If you mean I have to install Claude’s software on my own computer, no thanks.
The LLM comparison to a team of human developers is a great example. But like outsourcing your development, LLM is less a tool and more just delegation. And yes, you can dig in deep to understand all the stuff the LLM is delegated to do the same as you can get deeply involved with a human development team to maintain an understanding. But most of the time, the sell is that you can save time - which means you aren’t expecting to micro manage your development team.
It is a fractional CTO problem but the actual issue is that developers are being demanded to become fractional CTOs by using LLM because they are being measured by expected productivity increases that limit time for understanding.
thats an interesting take, developers are demanded to also become fractional CTO, there is probably a larger than estimated knowledge and experience gap there and unless you have the knack for managing people you probably run into more problems than you are used to normally being just a code jockey
the sell is that you can save time
How do you know when salespeople (and lawyers) are lying? It’s only when their lips are moving.
developers are being demanded to become fractional CTOs by using LLM because they are being measured by expected productivity increases that limit time for understanding.
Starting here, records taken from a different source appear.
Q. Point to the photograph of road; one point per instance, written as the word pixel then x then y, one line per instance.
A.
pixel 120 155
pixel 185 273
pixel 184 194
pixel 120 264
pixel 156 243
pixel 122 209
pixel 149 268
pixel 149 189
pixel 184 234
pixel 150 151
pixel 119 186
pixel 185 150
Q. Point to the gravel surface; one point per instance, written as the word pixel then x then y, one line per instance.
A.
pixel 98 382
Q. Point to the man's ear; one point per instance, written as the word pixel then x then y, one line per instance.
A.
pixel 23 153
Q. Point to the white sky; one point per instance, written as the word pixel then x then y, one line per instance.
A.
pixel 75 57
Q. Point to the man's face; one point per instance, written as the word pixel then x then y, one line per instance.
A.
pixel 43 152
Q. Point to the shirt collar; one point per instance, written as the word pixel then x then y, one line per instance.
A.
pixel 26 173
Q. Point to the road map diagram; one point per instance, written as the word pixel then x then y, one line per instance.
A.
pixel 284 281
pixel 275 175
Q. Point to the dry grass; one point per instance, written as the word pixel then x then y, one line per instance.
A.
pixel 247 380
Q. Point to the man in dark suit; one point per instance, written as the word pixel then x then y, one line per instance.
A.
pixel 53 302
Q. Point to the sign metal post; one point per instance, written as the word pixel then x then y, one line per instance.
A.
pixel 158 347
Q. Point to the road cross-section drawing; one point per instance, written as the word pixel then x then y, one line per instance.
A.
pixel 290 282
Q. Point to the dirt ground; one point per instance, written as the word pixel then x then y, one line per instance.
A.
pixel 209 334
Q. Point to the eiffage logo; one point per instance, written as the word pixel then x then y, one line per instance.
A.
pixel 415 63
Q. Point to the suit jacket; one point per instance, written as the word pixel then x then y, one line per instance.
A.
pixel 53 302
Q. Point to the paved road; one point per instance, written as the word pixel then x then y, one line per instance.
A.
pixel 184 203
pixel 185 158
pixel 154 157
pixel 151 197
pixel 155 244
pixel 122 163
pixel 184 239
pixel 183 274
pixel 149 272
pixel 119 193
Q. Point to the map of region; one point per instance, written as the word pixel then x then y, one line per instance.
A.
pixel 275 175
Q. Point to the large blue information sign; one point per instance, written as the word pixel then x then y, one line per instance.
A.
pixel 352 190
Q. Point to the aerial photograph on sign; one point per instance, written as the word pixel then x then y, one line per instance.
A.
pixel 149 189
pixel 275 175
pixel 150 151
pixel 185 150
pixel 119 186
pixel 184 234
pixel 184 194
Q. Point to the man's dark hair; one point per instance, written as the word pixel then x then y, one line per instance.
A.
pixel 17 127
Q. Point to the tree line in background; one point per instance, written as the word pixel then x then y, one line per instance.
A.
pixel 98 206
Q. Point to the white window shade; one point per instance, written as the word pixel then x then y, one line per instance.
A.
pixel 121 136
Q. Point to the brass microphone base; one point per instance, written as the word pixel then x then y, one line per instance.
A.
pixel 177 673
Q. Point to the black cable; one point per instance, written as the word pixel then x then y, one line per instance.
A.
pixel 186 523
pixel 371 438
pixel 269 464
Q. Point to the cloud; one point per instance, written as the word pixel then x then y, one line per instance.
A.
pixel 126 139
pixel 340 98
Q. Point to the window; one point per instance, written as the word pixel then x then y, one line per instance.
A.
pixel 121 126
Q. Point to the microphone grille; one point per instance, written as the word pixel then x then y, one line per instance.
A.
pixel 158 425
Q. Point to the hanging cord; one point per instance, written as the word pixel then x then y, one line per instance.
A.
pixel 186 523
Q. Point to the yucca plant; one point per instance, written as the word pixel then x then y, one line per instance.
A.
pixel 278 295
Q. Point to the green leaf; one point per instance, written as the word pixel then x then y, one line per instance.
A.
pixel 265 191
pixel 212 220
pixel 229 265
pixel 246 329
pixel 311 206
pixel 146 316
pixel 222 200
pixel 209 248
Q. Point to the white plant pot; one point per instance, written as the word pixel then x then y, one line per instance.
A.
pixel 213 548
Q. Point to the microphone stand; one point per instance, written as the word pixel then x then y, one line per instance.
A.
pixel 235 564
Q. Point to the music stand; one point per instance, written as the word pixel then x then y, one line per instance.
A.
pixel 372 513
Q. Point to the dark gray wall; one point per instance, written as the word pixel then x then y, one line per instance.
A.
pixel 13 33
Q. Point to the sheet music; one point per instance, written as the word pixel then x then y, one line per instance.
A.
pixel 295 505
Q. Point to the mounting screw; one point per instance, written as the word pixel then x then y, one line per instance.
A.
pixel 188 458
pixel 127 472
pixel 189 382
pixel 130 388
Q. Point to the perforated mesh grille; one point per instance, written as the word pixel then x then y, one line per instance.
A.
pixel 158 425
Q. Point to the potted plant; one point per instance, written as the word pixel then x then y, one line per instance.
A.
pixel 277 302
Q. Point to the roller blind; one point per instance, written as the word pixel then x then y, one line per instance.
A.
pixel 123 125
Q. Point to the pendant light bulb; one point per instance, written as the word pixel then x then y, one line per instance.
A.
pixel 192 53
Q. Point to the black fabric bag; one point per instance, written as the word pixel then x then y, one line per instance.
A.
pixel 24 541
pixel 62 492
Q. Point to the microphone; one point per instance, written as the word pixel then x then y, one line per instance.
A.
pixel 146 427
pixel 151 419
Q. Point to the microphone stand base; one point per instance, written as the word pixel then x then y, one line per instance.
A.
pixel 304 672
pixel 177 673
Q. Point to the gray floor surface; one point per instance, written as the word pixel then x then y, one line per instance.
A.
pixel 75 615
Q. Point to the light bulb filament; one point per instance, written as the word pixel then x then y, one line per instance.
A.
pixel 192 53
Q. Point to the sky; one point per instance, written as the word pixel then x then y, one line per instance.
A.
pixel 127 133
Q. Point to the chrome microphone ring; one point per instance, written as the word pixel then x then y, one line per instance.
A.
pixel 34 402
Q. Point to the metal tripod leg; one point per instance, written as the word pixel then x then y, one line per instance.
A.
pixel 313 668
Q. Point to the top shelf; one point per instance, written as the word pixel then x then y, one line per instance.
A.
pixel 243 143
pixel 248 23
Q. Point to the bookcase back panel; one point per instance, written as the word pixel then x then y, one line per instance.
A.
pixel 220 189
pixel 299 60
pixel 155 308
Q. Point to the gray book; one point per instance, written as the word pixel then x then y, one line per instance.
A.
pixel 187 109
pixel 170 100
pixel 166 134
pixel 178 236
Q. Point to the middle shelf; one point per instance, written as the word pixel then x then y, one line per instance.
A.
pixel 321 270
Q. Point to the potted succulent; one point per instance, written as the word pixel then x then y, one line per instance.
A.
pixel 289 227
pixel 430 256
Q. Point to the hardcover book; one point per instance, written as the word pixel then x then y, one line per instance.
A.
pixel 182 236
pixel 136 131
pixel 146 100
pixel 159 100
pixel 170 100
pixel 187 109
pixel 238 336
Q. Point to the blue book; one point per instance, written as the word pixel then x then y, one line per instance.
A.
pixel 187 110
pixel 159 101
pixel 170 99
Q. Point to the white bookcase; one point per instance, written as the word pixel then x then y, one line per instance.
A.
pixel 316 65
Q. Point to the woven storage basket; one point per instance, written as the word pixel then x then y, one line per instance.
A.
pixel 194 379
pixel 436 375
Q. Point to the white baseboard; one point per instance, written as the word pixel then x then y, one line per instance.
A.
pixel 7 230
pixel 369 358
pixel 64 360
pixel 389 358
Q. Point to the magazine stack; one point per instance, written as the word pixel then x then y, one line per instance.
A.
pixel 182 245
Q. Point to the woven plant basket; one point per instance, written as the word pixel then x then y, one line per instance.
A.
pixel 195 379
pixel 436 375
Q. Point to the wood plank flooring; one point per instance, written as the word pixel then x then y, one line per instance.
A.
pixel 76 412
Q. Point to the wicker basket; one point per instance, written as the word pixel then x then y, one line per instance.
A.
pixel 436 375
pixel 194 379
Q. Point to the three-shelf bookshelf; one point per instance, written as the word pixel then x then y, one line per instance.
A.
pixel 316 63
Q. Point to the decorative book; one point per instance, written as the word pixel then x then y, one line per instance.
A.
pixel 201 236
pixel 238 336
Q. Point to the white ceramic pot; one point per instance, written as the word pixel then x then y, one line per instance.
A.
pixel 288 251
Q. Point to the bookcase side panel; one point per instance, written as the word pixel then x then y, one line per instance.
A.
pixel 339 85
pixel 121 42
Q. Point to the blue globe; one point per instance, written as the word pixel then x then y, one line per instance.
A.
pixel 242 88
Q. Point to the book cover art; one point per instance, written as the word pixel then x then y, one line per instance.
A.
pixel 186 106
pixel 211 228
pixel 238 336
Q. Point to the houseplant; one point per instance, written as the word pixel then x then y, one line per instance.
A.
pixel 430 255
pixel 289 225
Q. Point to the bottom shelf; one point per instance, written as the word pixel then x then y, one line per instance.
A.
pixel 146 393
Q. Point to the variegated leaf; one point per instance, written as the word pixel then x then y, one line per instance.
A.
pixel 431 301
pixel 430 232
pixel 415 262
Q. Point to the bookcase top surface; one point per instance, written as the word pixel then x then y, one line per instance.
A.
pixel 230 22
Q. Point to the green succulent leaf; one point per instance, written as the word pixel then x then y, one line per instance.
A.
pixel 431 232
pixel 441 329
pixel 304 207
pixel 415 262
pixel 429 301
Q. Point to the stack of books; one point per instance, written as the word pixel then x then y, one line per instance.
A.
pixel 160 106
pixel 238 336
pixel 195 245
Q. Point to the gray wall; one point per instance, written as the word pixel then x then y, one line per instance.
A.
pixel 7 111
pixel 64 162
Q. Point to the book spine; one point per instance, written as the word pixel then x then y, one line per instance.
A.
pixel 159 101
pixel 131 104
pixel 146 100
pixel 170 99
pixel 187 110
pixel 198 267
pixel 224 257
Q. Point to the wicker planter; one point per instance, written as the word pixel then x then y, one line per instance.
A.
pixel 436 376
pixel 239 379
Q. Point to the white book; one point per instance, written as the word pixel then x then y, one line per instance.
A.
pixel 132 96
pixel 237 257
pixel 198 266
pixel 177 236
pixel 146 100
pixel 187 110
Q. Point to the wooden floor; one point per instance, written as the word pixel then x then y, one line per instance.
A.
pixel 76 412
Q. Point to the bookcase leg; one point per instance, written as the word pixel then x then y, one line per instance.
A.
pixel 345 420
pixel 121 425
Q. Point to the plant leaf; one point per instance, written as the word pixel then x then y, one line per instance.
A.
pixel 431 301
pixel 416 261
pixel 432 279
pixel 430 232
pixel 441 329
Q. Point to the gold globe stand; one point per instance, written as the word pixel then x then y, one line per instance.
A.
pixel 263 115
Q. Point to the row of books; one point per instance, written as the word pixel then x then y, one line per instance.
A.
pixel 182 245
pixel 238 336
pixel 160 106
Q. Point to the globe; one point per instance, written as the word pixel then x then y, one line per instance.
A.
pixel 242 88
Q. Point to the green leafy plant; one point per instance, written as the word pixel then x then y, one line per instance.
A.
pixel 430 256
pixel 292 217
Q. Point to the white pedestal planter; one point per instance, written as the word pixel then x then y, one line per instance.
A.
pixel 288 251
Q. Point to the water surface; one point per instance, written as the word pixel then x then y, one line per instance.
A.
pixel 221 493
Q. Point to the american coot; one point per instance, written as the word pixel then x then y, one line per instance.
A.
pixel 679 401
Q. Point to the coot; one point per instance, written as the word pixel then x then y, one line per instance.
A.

That’s the kind of thing that works out in the end. Like outsourcing to Asia, etc. It does work for some cases, it can bring sustainable improvements to the bottom line, but nowhere near as fast or easy or cheaply as the people selling it say.
There’s no point telling it not to do x because as soon as you mention it x it goes into its context window.
It has no filter, it’s like if you had no choice in your actions, and just had to do every thought that came into your head, if you were told not to do a thing you would immediately start thinking about doing it.
I’ve noticed this too, it’s hilarious(ly bad).
Especially with image generation, which we were using to make some quick avatars for a D&D game. “Draw a picture of an elf.” Generates images of elves that all have one weird earring. “Draw a picture of an elf without an earing.” Great now the elves have even more earrings.
I find this kind of performance to vary from one model to the next. I definitely have experienced the bad image getting worse phenomenon - especially with MS Copilot - but different models will perform differently.
There’s no point telling it not to do x because as soon as you mention it x it goes into its context window.
Reminds me of the Sonny Bono high speed downhill skiing problem: don’t fixate on that tree, if you fixate on that tree you’re going to hit the tree, fixate on the open space to the side of the tree.
LLMs do “understand” words like not, and don’t, but they also seem to work better with positive examples than negative ones.
I cannot understand and debug code written by AI. But I also cannot understand and debug code written by me.
Let’s just call it even.
At least you can blame yourself for your own shitty code, which hopefully will never attempt to “accidentally” erase the entire project
I don’t know how that happens, I regularly use Claude code and it’s constantly reminding me to push to git.
As an experiment I asked Claude to manage my git commits, it wrote the messages, kept a log, archived excess documentation, and worked really well for about 2 weeks. Then, as the project got larger, the commit process was taking longer and longer to execute. I finally pulled the plug when the automated commit process - which had performed flawlessly for dozens of commits and archives, accidentally irretrievably lost a batch of work - messed up the archive process and deleted it without archiving it first, didn’t commit it either.
AI/LLM workflows are non-deterministic. This means: they make mistakes. If you want something reliable, scalable, repeatable, have the AI write you code to do it deterministically as a tool, not as a workflow. Of course, deterministic tools can’t do things like summarize the content of a commit.
The longer the project the more stupid Claude gets. I’ve seen it both in chat, and in Claude code, and Claude explains the situation quite well:
Increased cognitive load: Longer projects have more state to track - more files, more interconnected components, more conventions established earlier. Each decision I make needs to consider all of this, and the probability of overlooking something increases with complexity.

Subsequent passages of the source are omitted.